Поздняя осень 1889 года.
«Голубушка Вера, сегодня мы проснулись в охолодевших комнатах и с ужасом увидали, что на дворе снежная мятель. Значит дождались. Завтра посылаем подводы с мукой и птицей, не знаю, как доедут маленькие цыплятки — очень холодно. Очень жаль, что нельзя сейчас послать тебе корову, очень оне теперь мало доят, а две так совсем перестали… Очень я огорчена кражей у меня варенья, потому что мерзкий Филька ликует. На празднике охмелев, он стал было угощать девок вареньем, но другие парни вздули его, сказав, что он своим вареньем угодит в острог. Зато он купил себе огромную гармонику, нагло ходил садом наигрывая всякие мотивы и напевая «вот они барские бубенчики позвякивают…». Ему сошли тогда с рук обрезанные бубенцы, вот он и погреб обокрал… Посылаю 16 цыпок, 6 индеек, цыплят с курицей и два цыпленка деткам… Если б ты знала, какой вдруг завернул холод, ветер свистит с ужасающей силой, я совсем упала духом, как я теперь доеду до станции… Прощай, голубчик, целую тебя и деток».
Письмо это было написано в последний год жизни Марии Егоровны. Этой поздней осенью 1889 года у нее уже и началась вовсю ее последняя смертная болезнь — тяжкая водянка. Весной 1890 года Мария Егоровна скончалась и была похоронена на родовом погосте Санницы у Храма св. пророка Илии в селе Глухове, что в четырех верстах от Орехова. Упокоилась и она на дивной красоты холме Круче, откуда и по сей день обнимают человека со всех сторон необъятные Владимирские дали, утешающие глаз своими добрОтами — горизонтами непроходимых лесов, и переливающимися холмами, и заросшей кустарником рекой Воршей внизу.
Все теперь молчит вокруг — и погост, буйно зарастающий дикими травами и какими-то отсевками когда-то высаженных цветов, и холмы, и луга, когда-то бывшие ухоженными полями, покрытыми золотом хлебов и кобальтовой синью васильков, а ныне красиво буреющими к осени своими ковылями да конскими каштанами — забытые и брошенные человеками пажити…

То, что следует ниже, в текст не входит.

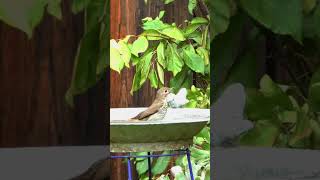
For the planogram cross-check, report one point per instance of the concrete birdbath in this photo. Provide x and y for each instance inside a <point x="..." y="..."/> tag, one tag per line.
<point x="174" y="132"/>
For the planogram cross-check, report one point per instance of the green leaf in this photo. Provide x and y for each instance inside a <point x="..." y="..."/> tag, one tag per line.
<point x="182" y="80"/>
<point x="191" y="28"/>
<point x="204" y="54"/>
<point x="79" y="5"/>
<point x="136" y="81"/>
<point x="174" y="33"/>
<point x="102" y="62"/>
<point x="139" y="46"/>
<point x="54" y="9"/>
<point x="193" y="60"/>
<point x="116" y="61"/>
<point x="199" y="20"/>
<point x="264" y="134"/>
<point x="228" y="45"/>
<point x="314" y="97"/>
<point x="191" y="104"/>
<point x="154" y="24"/>
<point x="220" y="14"/>
<point x="124" y="52"/>
<point x="29" y="16"/>
<point x="84" y="74"/>
<point x="288" y="116"/>
<point x="199" y="153"/>
<point x="142" y="166"/>
<point x="160" y="54"/>
<point x="95" y="11"/>
<point x="191" y="6"/>
<point x="308" y="5"/>
<point x="244" y="70"/>
<point x="174" y="61"/>
<point x="145" y="66"/>
<point x="302" y="129"/>
<point x="168" y="1"/>
<point x="161" y="164"/>
<point x="267" y="13"/>
<point x="274" y="92"/>
<point x="153" y="35"/>
<point x="153" y="79"/>
<point x="160" y="73"/>
<point x="180" y="176"/>
<point x="161" y="14"/>
<point x="196" y="36"/>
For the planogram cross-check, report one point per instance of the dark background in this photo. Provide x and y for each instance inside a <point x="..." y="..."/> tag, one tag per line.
<point x="34" y="77"/>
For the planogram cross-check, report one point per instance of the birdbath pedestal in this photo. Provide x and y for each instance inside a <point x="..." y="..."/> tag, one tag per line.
<point x="175" y="132"/>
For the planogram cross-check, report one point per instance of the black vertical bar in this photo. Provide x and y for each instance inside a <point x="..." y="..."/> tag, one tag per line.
<point x="149" y="166"/>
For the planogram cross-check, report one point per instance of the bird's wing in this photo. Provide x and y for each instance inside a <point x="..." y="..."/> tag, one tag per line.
<point x="151" y="110"/>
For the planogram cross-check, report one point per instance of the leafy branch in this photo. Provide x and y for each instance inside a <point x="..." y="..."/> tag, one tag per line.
<point x="179" y="50"/>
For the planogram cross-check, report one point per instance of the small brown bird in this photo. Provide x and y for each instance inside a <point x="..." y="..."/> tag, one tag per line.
<point x="158" y="109"/>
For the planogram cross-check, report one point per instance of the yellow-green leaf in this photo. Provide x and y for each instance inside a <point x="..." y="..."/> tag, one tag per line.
<point x="140" y="45"/>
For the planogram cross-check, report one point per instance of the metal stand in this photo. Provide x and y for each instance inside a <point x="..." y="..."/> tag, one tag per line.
<point x="149" y="156"/>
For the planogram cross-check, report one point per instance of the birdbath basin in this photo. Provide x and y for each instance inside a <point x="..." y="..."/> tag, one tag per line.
<point x="174" y="132"/>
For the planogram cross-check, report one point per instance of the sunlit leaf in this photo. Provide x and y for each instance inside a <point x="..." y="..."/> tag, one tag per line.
<point x="194" y="61"/>
<point x="174" y="33"/>
<point x="140" y="45"/>
<point x="174" y="61"/>
<point x="192" y="5"/>
<point x="160" y="54"/>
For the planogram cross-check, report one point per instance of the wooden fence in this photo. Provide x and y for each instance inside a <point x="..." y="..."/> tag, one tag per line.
<point x="34" y="77"/>
<point x="125" y="19"/>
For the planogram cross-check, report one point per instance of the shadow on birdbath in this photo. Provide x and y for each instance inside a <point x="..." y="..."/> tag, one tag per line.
<point x="174" y="131"/>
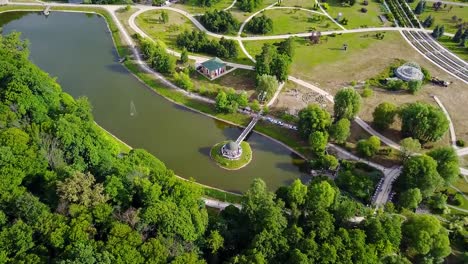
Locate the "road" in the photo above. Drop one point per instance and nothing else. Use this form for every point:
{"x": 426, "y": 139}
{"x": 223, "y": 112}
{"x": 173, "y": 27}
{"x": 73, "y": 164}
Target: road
{"x": 390, "y": 175}
{"x": 383, "y": 193}
{"x": 453, "y": 137}
{"x": 449, "y": 3}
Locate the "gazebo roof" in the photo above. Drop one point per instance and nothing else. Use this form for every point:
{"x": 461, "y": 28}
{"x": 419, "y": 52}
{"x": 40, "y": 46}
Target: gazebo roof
{"x": 213, "y": 64}
{"x": 232, "y": 146}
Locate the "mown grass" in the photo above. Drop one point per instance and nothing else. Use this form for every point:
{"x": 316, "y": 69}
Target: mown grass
{"x": 454, "y": 47}
{"x": 150, "y": 23}
{"x": 308, "y": 55}
{"x": 290, "y": 21}
{"x": 356, "y": 18}
{"x": 192, "y": 7}
{"x": 222, "y": 195}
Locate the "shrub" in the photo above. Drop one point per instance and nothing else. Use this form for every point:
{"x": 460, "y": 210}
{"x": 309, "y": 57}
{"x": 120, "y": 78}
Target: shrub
{"x": 367, "y": 92}
{"x": 414, "y": 86}
{"x": 183, "y": 80}
{"x": 260, "y": 25}
{"x": 460, "y": 143}
{"x": 219, "y": 21}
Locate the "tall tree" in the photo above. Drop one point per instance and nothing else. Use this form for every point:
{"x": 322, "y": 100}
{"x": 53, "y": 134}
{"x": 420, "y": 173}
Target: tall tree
{"x": 266, "y": 84}
{"x": 318, "y": 141}
{"x": 420, "y": 172}
{"x": 424, "y": 236}
{"x": 384, "y": 115}
{"x": 347, "y": 103}
{"x": 313, "y": 118}
{"x": 408, "y": 147}
{"x": 340, "y": 131}
{"x": 410, "y": 198}
{"x": 447, "y": 163}
{"x": 419, "y": 8}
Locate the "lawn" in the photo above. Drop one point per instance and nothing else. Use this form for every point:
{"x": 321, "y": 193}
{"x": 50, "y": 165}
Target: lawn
{"x": 308, "y": 55}
{"x": 123, "y": 16}
{"x": 192, "y": 7}
{"x": 356, "y": 18}
{"x": 461, "y": 52}
{"x": 151, "y": 24}
{"x": 290, "y": 21}
{"x": 241, "y": 15}
{"x": 307, "y": 4}
{"x": 444, "y": 16}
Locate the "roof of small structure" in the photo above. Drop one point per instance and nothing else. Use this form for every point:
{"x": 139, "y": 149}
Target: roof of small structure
{"x": 409, "y": 72}
{"x": 213, "y": 64}
{"x": 232, "y": 146}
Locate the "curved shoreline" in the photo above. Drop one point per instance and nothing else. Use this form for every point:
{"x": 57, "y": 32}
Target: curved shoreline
{"x": 65, "y": 9}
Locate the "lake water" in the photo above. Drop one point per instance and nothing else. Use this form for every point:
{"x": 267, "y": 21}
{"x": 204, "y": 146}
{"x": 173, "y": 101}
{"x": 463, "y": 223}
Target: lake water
{"x": 78, "y": 50}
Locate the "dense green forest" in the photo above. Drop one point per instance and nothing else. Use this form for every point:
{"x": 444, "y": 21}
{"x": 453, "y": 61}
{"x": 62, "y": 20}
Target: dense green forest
{"x": 67, "y": 195}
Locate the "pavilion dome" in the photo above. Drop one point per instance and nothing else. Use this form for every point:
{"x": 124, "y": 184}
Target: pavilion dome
{"x": 409, "y": 72}
{"x": 232, "y": 146}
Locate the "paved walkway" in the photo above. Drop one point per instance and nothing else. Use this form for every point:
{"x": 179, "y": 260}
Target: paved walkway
{"x": 278, "y": 91}
{"x": 218, "y": 204}
{"x": 449, "y": 3}
{"x": 453, "y": 136}
{"x": 462, "y": 152}
{"x": 111, "y": 9}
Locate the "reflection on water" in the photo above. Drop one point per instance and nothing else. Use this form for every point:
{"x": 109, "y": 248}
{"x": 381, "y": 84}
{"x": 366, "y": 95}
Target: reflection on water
{"x": 132, "y": 109}
{"x": 79, "y": 51}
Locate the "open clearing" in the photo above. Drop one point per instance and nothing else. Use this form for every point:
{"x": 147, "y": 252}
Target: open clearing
{"x": 356, "y": 18}
{"x": 290, "y": 21}
{"x": 239, "y": 79}
{"x": 152, "y": 25}
{"x": 461, "y": 52}
{"x": 444, "y": 15}
{"x": 329, "y": 67}
{"x": 191, "y": 6}
{"x": 242, "y": 16}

Когда-то гудел здесь улей жизни — славилась Круча своими ярмонками на Ильин день, со всех деревень сюда съезжался народ Божий. Телег — не счесть. Бабы все нарядные — пестреющие вышивками да сарафанами цветастыми, кичками рогатыми речными жемчугами унизанными, мужики в новых рубахах, и шум, и торг конфетами-жамками, которые столь обожаемы когда-то были веселыми деревенскими девками, а еще торг шел кульками с изюмом и орехами — с гармоникой и плясками…
…А ведь народ-то подъезжал на Кручу рано-порану: на рассвете, к литургии, а уж после обедни в храме, после молитвы начиналось и гулянье, и ярмонка.